弊事務所は多数の銀行・証券会社・仲介会社とのネットワークを有しておりますので、オーナー様のご要望を踏まえたうえで、複数のアドバイザー・仲介会社を、その特徴や長所短所とともにご紹介しております。ご紹介料は頂いておりません。ご相談者様が絶対に特定・推察されない体制で進めますので、ご安心ください。
アドバイザー選定以降の流れ
アドバイザーと独占契約を結ぶと、以降はアドバイザーと二人三脚で進めることになります。アドバイザーを信頼し、かといって全面的にかじ取りをゆだねてしまうことがないように気を付けながら、自分が納得できる売却を目指していきましょう。
アドバイザーや案件ごとに柔軟にプロセスを踏んでいきますが、一般的なM&Aの流れは以下のとおりです。
1.案件概要書の作成
アドバイザーが、買い手候補に会社を理解してもらうための資料を作ります。
ご自身の会社のコマーシャルのようなものですので、アドバイザーにしっかりと想いを理解してもらい、適切に盛り込んでもらう必要があります。
2.買い手候補探し
アドバイザーが買い手候補を探します。なお、会社名を開示する前に、秘密保持契約が結ばれます。

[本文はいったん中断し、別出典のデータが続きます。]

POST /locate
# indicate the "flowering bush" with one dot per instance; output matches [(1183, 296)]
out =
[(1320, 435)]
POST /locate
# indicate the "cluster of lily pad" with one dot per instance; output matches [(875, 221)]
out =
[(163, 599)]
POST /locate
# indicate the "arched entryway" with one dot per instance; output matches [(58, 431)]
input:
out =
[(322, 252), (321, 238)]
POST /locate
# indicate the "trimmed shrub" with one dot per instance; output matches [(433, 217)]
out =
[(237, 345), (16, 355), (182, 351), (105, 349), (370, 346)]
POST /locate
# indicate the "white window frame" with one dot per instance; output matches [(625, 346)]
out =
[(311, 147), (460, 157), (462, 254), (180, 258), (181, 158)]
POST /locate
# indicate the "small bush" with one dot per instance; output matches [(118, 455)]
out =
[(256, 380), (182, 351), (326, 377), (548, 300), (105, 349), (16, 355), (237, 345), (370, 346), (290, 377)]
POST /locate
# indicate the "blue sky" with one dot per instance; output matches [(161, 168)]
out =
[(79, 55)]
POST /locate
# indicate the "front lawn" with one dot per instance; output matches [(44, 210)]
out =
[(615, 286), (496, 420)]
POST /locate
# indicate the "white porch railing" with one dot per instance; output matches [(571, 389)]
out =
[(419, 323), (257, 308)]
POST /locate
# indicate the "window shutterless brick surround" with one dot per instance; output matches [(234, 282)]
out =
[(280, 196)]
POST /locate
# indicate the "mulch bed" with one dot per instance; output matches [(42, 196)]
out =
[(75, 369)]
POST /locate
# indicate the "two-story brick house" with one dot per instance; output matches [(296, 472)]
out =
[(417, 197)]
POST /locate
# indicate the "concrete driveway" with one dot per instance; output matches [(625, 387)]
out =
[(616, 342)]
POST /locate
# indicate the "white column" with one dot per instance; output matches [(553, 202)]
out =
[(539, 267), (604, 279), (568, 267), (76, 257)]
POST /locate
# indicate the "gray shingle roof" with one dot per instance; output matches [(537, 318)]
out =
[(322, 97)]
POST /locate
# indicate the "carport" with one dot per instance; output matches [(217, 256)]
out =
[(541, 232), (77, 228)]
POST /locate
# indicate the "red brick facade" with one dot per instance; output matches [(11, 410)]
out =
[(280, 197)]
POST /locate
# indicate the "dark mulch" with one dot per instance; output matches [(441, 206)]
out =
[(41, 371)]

アドバイザーのマッチング能力が問われるところであり、どれだけ優良な買い手に売り込めるかという営業力も求められます。
3.買い手候補の検討
買い手候補が案件概要書や決算書を分析し、買収するか否か、いくらで入札するかなどを検討します。この際に質問がされることがあり、オーナー様はアドバイザーと相談しながら質問に正直に答える必要があります。
4.入札(意向表明)
アドバイザーの取り仕切りで入札が行われます。入札では買収希望価格の他に、買収後のビジョンや入札者の会社紹介などが記載されることもあります。

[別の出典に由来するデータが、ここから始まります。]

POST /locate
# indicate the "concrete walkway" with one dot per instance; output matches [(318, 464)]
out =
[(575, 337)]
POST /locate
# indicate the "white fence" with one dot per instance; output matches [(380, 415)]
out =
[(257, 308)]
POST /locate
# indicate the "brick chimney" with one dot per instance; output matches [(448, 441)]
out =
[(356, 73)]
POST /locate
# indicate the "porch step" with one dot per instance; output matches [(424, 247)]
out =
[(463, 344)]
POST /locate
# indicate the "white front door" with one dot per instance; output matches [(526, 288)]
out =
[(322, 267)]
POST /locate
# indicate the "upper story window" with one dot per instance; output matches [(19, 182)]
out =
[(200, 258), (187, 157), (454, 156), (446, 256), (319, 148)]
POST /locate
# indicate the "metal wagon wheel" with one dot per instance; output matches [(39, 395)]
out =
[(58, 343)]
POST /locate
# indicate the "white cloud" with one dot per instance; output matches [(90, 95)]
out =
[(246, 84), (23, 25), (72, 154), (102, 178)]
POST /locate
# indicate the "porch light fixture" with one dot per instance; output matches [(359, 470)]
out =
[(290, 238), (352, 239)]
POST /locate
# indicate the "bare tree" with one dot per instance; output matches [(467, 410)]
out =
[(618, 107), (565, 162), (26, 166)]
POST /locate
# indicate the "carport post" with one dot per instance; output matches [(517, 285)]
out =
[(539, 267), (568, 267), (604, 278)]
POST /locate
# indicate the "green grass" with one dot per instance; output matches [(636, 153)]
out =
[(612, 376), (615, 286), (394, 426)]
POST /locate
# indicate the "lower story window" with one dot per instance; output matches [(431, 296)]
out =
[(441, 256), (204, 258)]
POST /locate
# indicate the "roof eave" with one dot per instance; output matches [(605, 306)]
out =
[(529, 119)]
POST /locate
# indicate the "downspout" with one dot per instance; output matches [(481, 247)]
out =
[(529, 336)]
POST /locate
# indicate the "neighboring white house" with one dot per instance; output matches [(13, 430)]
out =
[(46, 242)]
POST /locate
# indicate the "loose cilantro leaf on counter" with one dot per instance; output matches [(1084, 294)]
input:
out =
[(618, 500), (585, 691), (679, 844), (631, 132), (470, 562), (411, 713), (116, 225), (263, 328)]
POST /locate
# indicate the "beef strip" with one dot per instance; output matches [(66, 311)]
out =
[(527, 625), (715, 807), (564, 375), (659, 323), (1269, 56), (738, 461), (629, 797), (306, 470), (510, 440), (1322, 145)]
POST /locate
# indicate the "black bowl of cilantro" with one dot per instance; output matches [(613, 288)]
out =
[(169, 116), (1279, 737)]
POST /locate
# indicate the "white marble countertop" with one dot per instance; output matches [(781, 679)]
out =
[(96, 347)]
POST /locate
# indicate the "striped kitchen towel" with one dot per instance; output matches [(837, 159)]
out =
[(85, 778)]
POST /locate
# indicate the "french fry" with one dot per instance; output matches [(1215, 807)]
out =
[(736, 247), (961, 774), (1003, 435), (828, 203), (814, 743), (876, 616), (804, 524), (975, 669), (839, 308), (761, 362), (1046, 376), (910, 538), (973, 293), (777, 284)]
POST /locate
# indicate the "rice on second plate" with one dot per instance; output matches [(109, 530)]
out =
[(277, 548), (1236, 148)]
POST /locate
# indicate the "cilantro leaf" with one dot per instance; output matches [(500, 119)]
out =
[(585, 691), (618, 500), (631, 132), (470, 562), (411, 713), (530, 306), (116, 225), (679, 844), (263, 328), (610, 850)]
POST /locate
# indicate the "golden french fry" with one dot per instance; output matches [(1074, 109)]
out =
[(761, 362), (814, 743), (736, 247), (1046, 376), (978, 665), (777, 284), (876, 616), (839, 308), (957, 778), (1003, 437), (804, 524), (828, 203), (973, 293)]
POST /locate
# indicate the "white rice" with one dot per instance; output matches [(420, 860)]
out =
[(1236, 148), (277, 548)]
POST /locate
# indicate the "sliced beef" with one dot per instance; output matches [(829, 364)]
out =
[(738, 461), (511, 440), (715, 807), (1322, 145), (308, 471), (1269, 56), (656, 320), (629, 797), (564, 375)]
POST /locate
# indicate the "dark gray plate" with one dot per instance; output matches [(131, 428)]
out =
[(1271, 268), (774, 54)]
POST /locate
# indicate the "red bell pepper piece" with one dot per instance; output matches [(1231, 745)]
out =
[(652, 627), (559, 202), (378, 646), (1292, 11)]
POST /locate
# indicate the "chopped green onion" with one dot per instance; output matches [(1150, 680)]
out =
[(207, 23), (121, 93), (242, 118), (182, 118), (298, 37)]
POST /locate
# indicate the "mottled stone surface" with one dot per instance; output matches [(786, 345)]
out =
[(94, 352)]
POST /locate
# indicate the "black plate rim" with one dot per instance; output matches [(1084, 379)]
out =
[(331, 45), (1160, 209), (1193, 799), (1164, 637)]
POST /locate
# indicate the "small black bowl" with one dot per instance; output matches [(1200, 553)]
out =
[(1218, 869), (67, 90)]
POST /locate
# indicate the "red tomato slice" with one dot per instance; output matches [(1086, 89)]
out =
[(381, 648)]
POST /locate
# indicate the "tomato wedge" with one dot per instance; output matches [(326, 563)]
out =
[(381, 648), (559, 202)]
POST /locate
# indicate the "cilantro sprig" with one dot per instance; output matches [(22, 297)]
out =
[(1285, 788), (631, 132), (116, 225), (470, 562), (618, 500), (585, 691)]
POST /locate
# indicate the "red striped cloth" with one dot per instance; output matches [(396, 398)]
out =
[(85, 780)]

売り手とアドバイザーの連携がうまく行っていれば、売り手にとって気になる情報が買い手側のアピールポイントとして記載されるでしょう。
5.トップ面談
売り手のオーナー様と、買い手の役職者(必ずしも社長とは限りません)で面談します。条件交渉ではなく、お互いの雰囲気や相性、ビジョンなどを見図る面談です。
買い手候補が多い場合は、入札によって1~3社に絞ってから面談します。一方少ない場合は入札の前に行われる場合もあります。
6.買い手候補の絞り込み
入札で提示された買収希望価格や買収後のビジョン、トップ面談での印象などを踏まえて、買い手候補を1社に絞り込みます。アドバイザーからも意見がありますが、当然決断するのはオーナー様です。ここから先は他社に候補を変更することが難しくなりますので、大きな決断になります。
7.基本合意書の締結
M&Aを実行する方向性を記載した「基本合意書」という書面を、買い手企業と取り交わします。主な内容は、取引価格目線、独占交渉権、デュー・ディリジェンス(買収前の本格調査)への協力義務です。
ここに記載される取引価格は、あくまで目線であって、確固たるものではない点に注意しましょう。取引価格はデュー・ディリジェンス後の交渉の結果決まるものです。
8.デュー・ディリジェンス(買収監査)
買い手企業が取引対象会社を本格的に調査します。事業状況、法律関係、財務会計の状況などを、外部専門家(弁護士や公認会計士)を交えて調査されます。
何事もなく終わることは滅多にないので、開示したくないことであっても正直に開示しましょう。隠していると見つかったときに大きなトラブルになります。
期間は会社規模によって大きく異なるため一概には言えませんが、受ける側にとってなかなか大きな負担になります。とはいえ、デュー・ディリジェンスが不十分なM&Aは必ず失敗しますので、買い手も手を緩めることはできません。しっかりと準備して臨みましょう。
9.最終交渉
デュー・ディリジェンスによって、買い手は対象会社の実態を理解しましたので、それを踏まえて本格的な交渉を行います。アドバイザーの立場は、ファイナンシャルアドバイザリー契約であればオーナー様の味方、仲介契約であれば中立の立場となります。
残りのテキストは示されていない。